La última parte de la conversación versa sobre la maternidad. Es casi imposible parar a Leire. Sus argumentos salen a borbotones. “La maternidad lejos de destrozarte la vida, supone una oportunidad donde tú vas a recibir un montón de amor puro, porque los bebés son así, y vas a tener la oportunidad, gracias a esa inspiración, también de trascender cualquier tipo de problema, de dificultad, en el que pudieras estar incluso bloqueada durante toda tu vida.
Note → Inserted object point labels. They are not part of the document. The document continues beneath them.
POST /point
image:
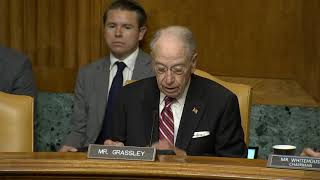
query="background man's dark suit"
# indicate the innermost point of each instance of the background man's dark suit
(16, 73)
(90, 98)
(208, 107)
Entonces, por amor a ellos, una mujer es capaz de hacer cualquier cosa. Entonces, lejos de destrozártela y someterte o privarte de cualquier cosa, todo lo contrario”.

“A mí, la maternidad ya realizada digamos, porque yo soy madre desde el primero, pero cuando ya ha venido Lander, lo que puedo decir es que soy una mujer con muchísimos recursos, que me da un poder increíble de superarlo todo y de conseguirlo todo, y además una alegría y un amor que siento, y una ilusión por estar con él todos los días, que no tiene comparación con nada de lo que yo haya podido vivir en mi vida”.

Además, gracias a la consciencia de lo vulnerable y lo valiosa que es la vida, Lander es un niño super respetado, super amado, y todo lo que no se han podido llevar sus hermanos mayores, se lo está llevando él, es un niño feliz. Y a mí, pues traer niños felices al mundo, pues me parece un acto no sólo bonito sino, además, muy necesario tal y como está la sociedad.

“Me ha pasado con mujeres que he acompañado y también ha llegado un momento que me han dicho: “hasta aquí”. Al final la clave es el amor. La falta de amor destruye muchísimo y lo que salva es el amor”, concluye Leire.